Ignorance in Bliss: Modeling Knowledge of Rights in Marriage and Cohabitation


  • Pascoe Pleasence,

  • Nigel J. Balmer

  • We thank Jo Miles, Rebecca Probert, Rebecca Sandefur, Alison Diduck, and the anonymous reviewers at LSR for their insightful comments on earlier drafts of this article. The Civil and Social Justice Panel Survey is funded by the Legal Services Commission of England and Wales. Please address correspondence to Pascoe Pleasence, Faculty of Laws, University College London, Bentham House, Endsleigh Gardens, London WC1H 0EG; e-mail: p.pleasence@ucl.ac.uk.

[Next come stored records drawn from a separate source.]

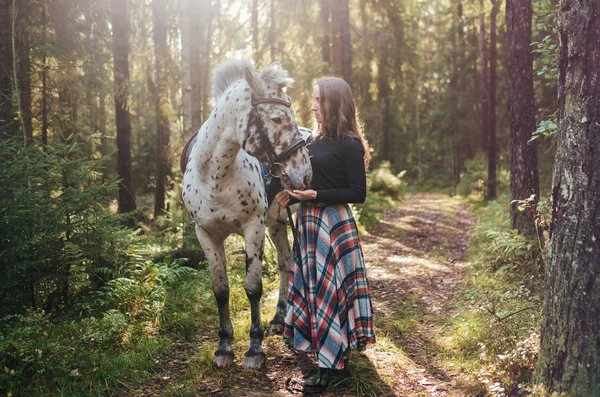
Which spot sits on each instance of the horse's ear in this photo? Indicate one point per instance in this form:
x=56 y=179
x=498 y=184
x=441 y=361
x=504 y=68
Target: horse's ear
x=255 y=82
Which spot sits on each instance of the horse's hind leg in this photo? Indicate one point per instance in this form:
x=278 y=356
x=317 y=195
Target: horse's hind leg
x=278 y=234
x=215 y=254
x=255 y=238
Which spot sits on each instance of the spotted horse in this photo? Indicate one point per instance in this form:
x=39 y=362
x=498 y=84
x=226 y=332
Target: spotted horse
x=252 y=128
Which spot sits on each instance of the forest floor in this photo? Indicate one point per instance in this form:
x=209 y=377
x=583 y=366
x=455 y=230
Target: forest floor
x=416 y=258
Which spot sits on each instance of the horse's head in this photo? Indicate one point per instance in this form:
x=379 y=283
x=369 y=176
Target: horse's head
x=272 y=134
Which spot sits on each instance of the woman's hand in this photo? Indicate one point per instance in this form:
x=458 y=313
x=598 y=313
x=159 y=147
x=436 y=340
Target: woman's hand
x=283 y=198
x=303 y=195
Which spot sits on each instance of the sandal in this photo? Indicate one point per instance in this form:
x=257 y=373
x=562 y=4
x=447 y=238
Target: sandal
x=322 y=376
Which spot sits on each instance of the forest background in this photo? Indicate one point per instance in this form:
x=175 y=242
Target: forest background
x=99 y=97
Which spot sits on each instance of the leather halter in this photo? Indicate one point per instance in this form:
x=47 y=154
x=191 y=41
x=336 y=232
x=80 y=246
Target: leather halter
x=275 y=168
x=274 y=165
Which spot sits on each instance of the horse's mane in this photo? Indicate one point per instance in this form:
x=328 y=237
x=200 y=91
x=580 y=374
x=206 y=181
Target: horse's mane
x=232 y=70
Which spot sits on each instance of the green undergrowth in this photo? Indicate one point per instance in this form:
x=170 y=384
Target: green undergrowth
x=494 y=335
x=118 y=341
x=384 y=192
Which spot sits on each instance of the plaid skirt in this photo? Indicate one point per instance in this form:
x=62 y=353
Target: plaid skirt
x=329 y=301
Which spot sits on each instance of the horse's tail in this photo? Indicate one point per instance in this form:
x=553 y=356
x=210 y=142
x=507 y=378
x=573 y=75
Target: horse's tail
x=227 y=73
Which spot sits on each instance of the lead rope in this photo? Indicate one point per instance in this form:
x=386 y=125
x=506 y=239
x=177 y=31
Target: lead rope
x=296 y=244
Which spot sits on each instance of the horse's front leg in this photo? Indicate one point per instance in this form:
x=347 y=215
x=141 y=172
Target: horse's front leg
x=278 y=234
x=254 y=235
x=215 y=254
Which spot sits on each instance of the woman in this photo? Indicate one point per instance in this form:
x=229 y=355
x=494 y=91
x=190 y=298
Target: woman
x=329 y=304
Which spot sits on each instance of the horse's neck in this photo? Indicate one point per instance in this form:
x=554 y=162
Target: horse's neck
x=221 y=135
x=217 y=151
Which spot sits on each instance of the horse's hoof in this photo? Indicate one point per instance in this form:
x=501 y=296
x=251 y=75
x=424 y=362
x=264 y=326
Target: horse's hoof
x=222 y=360
x=255 y=361
x=275 y=329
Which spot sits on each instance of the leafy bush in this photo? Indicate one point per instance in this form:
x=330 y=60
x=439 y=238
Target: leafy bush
x=496 y=330
x=383 y=180
x=55 y=233
x=472 y=181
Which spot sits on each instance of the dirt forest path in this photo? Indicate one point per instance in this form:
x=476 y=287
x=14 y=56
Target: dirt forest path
x=416 y=265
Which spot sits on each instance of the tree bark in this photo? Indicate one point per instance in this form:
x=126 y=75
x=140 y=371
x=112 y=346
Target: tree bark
x=569 y=358
x=161 y=103
x=524 y=179
x=346 y=42
x=272 y=33
x=120 y=26
x=186 y=75
x=384 y=92
x=336 y=38
x=6 y=70
x=24 y=72
x=491 y=183
x=198 y=63
x=44 y=77
x=255 y=42
x=483 y=84
x=324 y=14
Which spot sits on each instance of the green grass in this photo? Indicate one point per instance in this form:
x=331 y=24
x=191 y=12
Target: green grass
x=371 y=211
x=490 y=336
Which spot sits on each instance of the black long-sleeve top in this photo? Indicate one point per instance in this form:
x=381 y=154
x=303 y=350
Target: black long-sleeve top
x=338 y=170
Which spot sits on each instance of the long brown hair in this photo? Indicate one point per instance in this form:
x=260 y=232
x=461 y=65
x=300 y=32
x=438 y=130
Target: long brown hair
x=339 y=118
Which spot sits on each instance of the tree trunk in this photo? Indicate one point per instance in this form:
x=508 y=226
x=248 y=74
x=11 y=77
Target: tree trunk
x=491 y=184
x=521 y=110
x=346 y=42
x=272 y=33
x=161 y=103
x=255 y=41
x=186 y=75
x=6 y=70
x=384 y=91
x=324 y=13
x=483 y=84
x=44 y=72
x=198 y=66
x=24 y=72
x=336 y=38
x=120 y=26
x=569 y=358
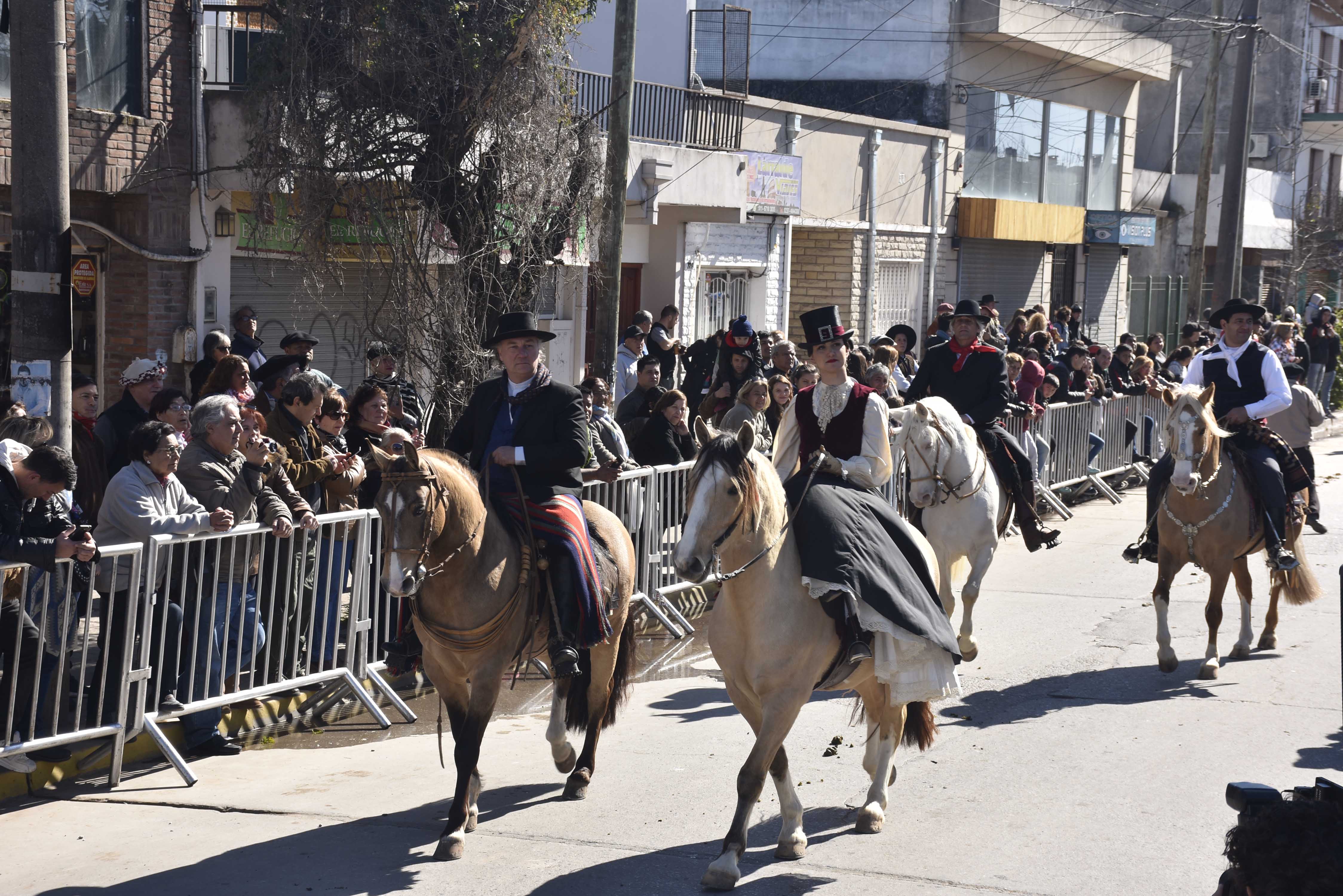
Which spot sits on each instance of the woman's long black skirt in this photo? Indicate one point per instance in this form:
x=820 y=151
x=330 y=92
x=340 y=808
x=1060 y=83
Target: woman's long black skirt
x=852 y=536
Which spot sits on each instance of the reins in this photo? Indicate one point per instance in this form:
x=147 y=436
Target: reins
x=939 y=480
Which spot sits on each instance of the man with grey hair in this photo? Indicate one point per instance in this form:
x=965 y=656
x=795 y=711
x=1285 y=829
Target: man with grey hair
x=221 y=471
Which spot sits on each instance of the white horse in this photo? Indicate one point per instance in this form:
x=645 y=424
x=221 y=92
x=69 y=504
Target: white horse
x=774 y=643
x=965 y=506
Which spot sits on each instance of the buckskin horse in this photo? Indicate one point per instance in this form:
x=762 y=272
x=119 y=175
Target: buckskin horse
x=1208 y=519
x=477 y=616
x=773 y=641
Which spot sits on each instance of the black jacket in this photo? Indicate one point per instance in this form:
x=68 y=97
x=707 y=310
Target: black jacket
x=551 y=430
x=979 y=389
x=29 y=528
x=659 y=444
x=113 y=429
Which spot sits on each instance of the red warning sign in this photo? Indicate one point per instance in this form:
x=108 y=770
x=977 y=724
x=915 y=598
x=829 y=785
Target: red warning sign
x=84 y=277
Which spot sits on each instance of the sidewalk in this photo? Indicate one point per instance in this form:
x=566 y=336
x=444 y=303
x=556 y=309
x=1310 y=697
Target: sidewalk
x=1071 y=766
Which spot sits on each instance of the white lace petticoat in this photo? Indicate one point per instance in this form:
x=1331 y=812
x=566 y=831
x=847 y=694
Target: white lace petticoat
x=913 y=667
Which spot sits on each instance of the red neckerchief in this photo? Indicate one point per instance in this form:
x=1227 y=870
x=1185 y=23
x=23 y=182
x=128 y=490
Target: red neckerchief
x=962 y=354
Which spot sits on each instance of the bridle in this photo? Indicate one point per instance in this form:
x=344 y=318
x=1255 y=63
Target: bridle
x=438 y=498
x=951 y=491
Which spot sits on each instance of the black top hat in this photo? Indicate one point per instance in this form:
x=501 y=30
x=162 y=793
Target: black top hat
x=1235 y=307
x=822 y=326
x=516 y=324
x=299 y=336
x=970 y=308
x=911 y=336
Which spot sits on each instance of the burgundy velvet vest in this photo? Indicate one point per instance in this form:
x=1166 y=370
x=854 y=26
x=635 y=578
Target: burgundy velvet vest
x=844 y=437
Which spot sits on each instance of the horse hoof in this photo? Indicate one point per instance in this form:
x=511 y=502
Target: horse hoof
x=870 y=821
x=450 y=847
x=577 y=786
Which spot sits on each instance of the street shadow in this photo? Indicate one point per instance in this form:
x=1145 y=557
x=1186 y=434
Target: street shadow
x=1099 y=687
x=1329 y=757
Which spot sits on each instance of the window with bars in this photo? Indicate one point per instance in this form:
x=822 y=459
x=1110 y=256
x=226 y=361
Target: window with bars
x=722 y=299
x=898 y=293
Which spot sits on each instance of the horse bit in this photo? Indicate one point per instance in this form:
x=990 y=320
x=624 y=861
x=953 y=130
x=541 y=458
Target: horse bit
x=939 y=480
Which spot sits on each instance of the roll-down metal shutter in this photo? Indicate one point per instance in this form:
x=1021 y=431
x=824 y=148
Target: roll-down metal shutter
x=1012 y=271
x=335 y=314
x=1103 y=293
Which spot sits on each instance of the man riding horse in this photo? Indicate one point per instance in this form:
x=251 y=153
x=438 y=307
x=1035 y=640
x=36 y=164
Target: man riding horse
x=1250 y=386
x=974 y=378
x=857 y=554
x=526 y=421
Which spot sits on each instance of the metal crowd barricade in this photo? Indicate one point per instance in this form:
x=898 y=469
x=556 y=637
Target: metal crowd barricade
x=260 y=616
x=65 y=680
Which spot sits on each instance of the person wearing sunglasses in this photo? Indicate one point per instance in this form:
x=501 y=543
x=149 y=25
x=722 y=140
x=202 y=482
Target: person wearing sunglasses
x=245 y=342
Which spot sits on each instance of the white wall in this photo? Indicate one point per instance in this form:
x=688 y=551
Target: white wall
x=661 y=41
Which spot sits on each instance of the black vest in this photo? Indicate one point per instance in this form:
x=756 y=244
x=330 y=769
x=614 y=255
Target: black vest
x=1251 y=370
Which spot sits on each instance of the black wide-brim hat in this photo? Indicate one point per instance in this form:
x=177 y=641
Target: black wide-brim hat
x=911 y=336
x=1235 y=307
x=969 y=308
x=513 y=326
x=822 y=326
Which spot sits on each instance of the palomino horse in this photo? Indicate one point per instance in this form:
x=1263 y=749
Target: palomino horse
x=773 y=641
x=1208 y=519
x=965 y=507
x=475 y=617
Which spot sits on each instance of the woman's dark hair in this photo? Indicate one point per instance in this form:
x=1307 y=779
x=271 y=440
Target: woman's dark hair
x=363 y=395
x=668 y=400
x=33 y=432
x=145 y=438
x=222 y=378
x=160 y=402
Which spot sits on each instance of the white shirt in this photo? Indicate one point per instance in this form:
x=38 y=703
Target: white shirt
x=1278 y=392
x=513 y=390
x=871 y=469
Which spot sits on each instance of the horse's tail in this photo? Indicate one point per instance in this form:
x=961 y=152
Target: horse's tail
x=577 y=705
x=921 y=727
x=1299 y=586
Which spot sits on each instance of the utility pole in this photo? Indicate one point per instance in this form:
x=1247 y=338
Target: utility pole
x=1198 y=241
x=1227 y=280
x=617 y=163
x=41 y=320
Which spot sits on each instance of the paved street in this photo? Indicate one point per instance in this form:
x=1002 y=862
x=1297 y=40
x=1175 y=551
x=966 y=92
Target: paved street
x=1071 y=766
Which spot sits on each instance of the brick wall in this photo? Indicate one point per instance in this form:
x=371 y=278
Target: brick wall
x=131 y=174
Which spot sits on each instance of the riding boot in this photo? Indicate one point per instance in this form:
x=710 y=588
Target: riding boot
x=1279 y=558
x=1033 y=531
x=565 y=630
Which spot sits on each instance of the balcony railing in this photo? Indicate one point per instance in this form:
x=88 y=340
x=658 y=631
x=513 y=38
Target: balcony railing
x=233 y=33
x=663 y=113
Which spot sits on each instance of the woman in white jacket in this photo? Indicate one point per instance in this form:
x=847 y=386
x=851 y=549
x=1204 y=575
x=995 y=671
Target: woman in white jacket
x=145 y=499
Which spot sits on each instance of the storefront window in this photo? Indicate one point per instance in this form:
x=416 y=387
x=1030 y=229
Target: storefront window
x=1002 y=146
x=1104 y=163
x=1067 y=158
x=108 y=56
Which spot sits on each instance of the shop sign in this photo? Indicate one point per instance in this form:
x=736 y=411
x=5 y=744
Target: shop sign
x=84 y=277
x=774 y=183
x=1120 y=229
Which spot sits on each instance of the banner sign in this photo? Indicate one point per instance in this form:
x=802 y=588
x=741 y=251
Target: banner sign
x=1120 y=229
x=774 y=183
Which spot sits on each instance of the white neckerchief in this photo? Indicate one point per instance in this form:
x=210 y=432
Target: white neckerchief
x=1233 y=355
x=829 y=401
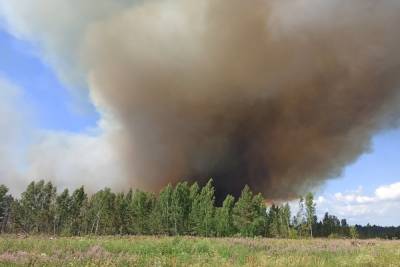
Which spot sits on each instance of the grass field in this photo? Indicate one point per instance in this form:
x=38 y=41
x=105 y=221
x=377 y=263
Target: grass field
x=187 y=251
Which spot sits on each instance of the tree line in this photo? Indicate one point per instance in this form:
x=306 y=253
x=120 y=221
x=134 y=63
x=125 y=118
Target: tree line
x=183 y=209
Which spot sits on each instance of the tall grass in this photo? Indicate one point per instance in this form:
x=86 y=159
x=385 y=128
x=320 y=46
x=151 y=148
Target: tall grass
x=189 y=251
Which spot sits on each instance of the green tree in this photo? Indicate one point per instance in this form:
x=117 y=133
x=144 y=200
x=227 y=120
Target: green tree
x=78 y=212
x=181 y=206
x=62 y=213
x=140 y=208
x=249 y=213
x=5 y=208
x=224 y=218
x=101 y=212
x=202 y=212
x=310 y=212
x=163 y=211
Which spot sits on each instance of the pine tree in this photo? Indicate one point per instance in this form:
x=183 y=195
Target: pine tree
x=285 y=215
x=62 y=213
x=249 y=213
x=79 y=212
x=164 y=210
x=202 y=211
x=224 y=217
x=274 y=221
x=181 y=206
x=141 y=207
x=101 y=212
x=5 y=208
x=310 y=212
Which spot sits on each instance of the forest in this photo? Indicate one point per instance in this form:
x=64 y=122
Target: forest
x=183 y=209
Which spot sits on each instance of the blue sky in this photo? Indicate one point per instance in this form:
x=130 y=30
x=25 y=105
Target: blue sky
x=20 y=63
x=53 y=105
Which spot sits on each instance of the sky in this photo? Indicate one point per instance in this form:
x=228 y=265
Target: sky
x=368 y=191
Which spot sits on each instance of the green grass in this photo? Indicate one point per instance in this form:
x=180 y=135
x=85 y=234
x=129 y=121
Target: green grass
x=188 y=251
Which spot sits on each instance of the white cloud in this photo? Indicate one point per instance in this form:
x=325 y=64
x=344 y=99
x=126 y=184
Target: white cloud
x=389 y=192
x=379 y=208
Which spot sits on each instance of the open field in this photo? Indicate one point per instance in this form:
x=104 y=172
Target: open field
x=187 y=251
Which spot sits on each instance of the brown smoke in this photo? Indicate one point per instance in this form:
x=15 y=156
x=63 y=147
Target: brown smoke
x=277 y=94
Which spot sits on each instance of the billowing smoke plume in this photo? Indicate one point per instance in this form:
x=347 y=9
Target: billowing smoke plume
x=276 y=94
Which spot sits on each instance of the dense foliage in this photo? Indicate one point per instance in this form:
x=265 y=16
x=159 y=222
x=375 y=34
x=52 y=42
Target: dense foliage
x=177 y=210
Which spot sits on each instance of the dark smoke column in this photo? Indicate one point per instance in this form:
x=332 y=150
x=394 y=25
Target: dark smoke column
x=279 y=95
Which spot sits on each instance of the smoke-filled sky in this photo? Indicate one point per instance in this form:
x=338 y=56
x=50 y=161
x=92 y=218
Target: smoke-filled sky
x=282 y=95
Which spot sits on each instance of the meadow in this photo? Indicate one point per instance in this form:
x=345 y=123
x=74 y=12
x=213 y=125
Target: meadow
x=190 y=251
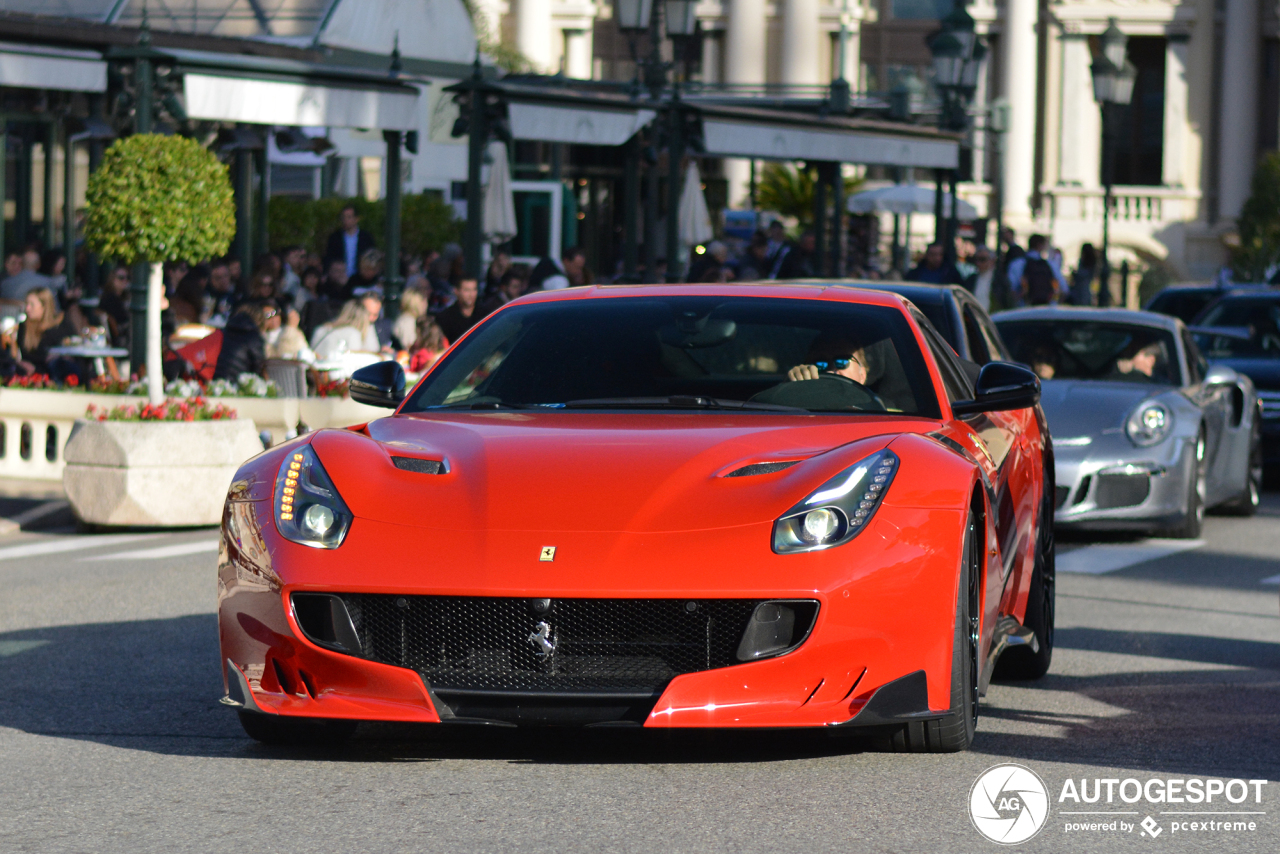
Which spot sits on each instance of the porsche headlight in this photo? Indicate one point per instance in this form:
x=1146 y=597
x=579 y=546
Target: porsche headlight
x=839 y=510
x=307 y=506
x=1148 y=424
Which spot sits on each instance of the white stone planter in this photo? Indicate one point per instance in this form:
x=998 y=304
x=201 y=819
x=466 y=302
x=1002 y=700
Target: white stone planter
x=35 y=425
x=164 y=474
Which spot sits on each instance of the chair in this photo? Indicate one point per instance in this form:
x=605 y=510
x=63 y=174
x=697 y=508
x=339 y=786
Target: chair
x=289 y=377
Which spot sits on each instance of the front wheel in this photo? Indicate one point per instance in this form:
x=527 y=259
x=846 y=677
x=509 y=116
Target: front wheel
x=296 y=731
x=1194 y=519
x=1019 y=662
x=954 y=733
x=1247 y=502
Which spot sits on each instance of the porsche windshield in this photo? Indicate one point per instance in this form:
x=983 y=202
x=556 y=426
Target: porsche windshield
x=695 y=352
x=1089 y=350
x=1255 y=327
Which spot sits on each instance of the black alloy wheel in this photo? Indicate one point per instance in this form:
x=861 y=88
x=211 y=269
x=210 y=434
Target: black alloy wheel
x=955 y=731
x=1247 y=502
x=1020 y=663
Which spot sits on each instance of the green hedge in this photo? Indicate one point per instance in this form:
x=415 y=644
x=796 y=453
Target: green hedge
x=426 y=222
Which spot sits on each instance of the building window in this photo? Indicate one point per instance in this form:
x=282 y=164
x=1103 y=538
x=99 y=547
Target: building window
x=1139 y=127
x=920 y=9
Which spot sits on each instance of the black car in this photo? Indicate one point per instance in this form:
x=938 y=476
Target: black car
x=1188 y=301
x=1242 y=330
x=954 y=313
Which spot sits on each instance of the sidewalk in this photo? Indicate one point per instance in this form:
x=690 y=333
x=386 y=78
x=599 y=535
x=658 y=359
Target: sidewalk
x=30 y=505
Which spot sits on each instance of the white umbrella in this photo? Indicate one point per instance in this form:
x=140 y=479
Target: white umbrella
x=499 y=204
x=695 y=222
x=906 y=199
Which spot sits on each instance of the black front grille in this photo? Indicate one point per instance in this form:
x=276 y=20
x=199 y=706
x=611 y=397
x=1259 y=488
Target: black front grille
x=492 y=644
x=1123 y=491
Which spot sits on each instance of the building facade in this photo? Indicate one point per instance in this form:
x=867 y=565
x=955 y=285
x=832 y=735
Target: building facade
x=1205 y=104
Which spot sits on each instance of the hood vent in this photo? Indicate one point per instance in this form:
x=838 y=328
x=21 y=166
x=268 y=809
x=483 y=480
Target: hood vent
x=420 y=466
x=762 y=469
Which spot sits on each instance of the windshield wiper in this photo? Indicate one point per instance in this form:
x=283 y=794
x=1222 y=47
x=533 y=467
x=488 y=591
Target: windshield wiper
x=679 y=402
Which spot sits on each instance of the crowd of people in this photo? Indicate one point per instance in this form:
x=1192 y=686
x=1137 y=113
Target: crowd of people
x=1031 y=277
x=296 y=304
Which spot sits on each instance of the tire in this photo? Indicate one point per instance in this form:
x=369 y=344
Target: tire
x=954 y=733
x=1194 y=520
x=296 y=731
x=1247 y=502
x=1020 y=663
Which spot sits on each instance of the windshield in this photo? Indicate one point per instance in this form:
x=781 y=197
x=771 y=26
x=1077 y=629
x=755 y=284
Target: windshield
x=752 y=354
x=1256 y=324
x=1089 y=350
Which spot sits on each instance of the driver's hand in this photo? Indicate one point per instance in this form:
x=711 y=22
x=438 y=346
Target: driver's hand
x=803 y=371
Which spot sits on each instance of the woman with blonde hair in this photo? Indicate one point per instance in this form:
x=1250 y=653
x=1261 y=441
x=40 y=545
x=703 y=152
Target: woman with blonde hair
x=351 y=330
x=429 y=346
x=45 y=327
x=412 y=309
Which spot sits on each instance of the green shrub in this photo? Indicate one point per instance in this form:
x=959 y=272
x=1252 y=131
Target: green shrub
x=159 y=199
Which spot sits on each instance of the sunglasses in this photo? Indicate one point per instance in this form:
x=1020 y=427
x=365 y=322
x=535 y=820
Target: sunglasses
x=837 y=364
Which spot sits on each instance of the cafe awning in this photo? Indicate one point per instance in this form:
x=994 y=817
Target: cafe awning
x=781 y=141
x=72 y=71
x=291 y=103
x=576 y=124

We live our lives against an extensive backdrop of legal rights and responsibilities, yet a growing number of studies indicates low levels of public legal literacy. In the context of opposite-sex cohabitation and marriage law, this study employs new survey data from the United Kingdom to explore, in detail, how many and which people are ignorant of the law, and what are the nature and origins of erroneous beliefs. We find that people's beliefs about both cohabitation and marriage law are frequently wrong. They are also strikingly similar, and reflect the divergence of social attitudes from the law. Our findings are consistent with the notion that legal literacy links to salience of issue. They are also consistent with recent public legal education initiatives that affected public understanding of cohabitation law, but we argue that social attitudes and the intransigence of erroneous beliefs generally present significant challenges to such initiatives.